It sounded too Orwellian ever to succeed. In 2000, Korean cellular carrier SK Telecom introduced a service called "find friends" that lets others follow your every move, using a signal beamed from your handset. At the time, many wondered whether anyone would consent to such tracking.


But five years -- and countless terrorist attacks, earthquakes, and other calamities -- later, the service is taking off. "I used to be worried when my boyfriend didn't answer my calls," says Shim You Sun, a 25-year-old accountant who pays 11 cents each time she checks up on him. "Now I can rest assured that he is at work or busy attending a seminar."

She's one of more than 4 million Koreans who have signed up for various services using technology that can determine a cellular subscriber's location. One, costing $3 per month, will send a message with your coordinates to friends and family periodically while you're traveling. Another will automatically dispatch a text message to friends who get within a block or so of each other as they move around town. Yet another, costing 29 cents a day, will send a message if a person isn't at a specified place at a certain time and then allows the tracker to see the person's movements over the previous five hours. And 20,000 parents pay $10 per month for alerts if their children stray from the route between school and home. The Korea Association of Information & Telecommunication reckons such services are growing by 74% annually, with revenues expected to triple in 2007, to $1.54 billion, from $500 million last year.

In Korea, the future may have arrived early. Elsewhere it might take a while before consumers warm up to the idea of cellphone tracking. In the U.S., a company called Teen Arrive Alive offers parents a $20-a-month tracking service for their teens. But to date the company has sold the service to only one cell-phone carrier, Nextel.

Others are having a tough time, too. Cingular phased out a tracking service offered by AT&T Wireless when the two carriers merged last year. Small wonder: Less than 20% of Americans are willing to pay for such info, says market watcher Jupiter Research.

In other countries, consumers are proving more open to cellular tracking. In Britain, The Carphone Warehouse offers mapAmobile, a $52-a-year service that lets parents track their cell-toting kids. And in Japan, subscribers can sign up for text messages advertising bargains at department stores as they pass by.

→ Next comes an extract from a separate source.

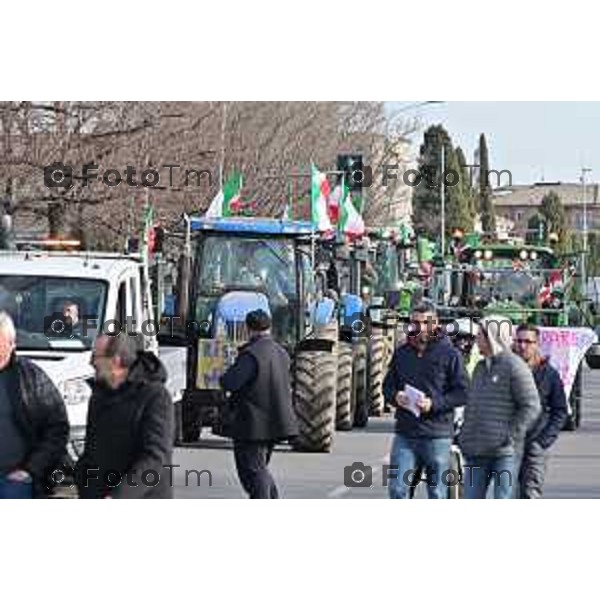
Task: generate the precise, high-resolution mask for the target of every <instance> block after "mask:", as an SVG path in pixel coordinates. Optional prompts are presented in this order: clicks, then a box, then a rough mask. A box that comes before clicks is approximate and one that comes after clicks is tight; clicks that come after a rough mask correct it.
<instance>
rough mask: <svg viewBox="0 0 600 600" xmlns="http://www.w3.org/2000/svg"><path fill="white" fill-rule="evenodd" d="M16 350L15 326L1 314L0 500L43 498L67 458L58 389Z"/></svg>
mask: <svg viewBox="0 0 600 600" xmlns="http://www.w3.org/2000/svg"><path fill="white" fill-rule="evenodd" d="M15 348H16V331H15V326H14V324H13V321H12V319H11V317H10V316H9V315H8V314H7V313H6V312H0V499H5V498H43V497H44V496H46V495H47V494H48V492H49V490H50V489H51V482H52V473H53V471H54V470H55V469H56V468H57V467H58V466H59V463H60V461H61V459H62V458H63V457H64V455H65V452H66V445H67V441H68V438H69V421H68V418H67V412H66V409H65V404H64V402H63V399H62V397H61V395H60V393H59V391H58V390H57V389H56V387H55V385H54V384H53V383H52V381H51V380H50V379H49V377H48V376H47V375H46V374H45V373H44V372H43V371H42V370H41V369H40V368H39V367H37V366H36V365H34V364H33V363H32V362H31V361H30V360H28V359H26V358H21V357H17V356H16V354H15Z"/></svg>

Korea, though, is clearly at the forefront -- and not just for consumers. Hwang Yoon, who runs a call center for 1,500 taxi drivers, uses a service that broadcasts text messages to cabdrivers within a one-, two-, or three-kilometer radius of a fare's location. The first driver who responds -- by pushing a button on the phone -- gets the job. "This technology is an excellent and cheap fit for us," says Hwang. Sales of business-related tracking services in Korea are expected to jump more than fivefold this year, to $248 million, from $43 million last year.

KEEPING IT PRIVATE 
Even so, the 1984 feel of some of these services has prompted Seoul to step in to ensure customers' privacy. In December, the National Assembly approved a law that requires a government license for all companies gathering such location information. Companies with licenses can only share that information with people designated by those being tracked, and those individuals are ensured access to detailed records of all requests for tracking. They can also opt out of the service any time or decide to slip away temporarily by selecting a "hide" option on their phones. "We saw lots of potential in location-based services and took steps to protect individual rights as there were lingering concerns over privacy," says Pan Sang Kwon, a deputy director at the Ministry of Information & Communication.

It may seem creepy to some, but for many Koreans the increased security of letting others know where you are is worth the tradeoff.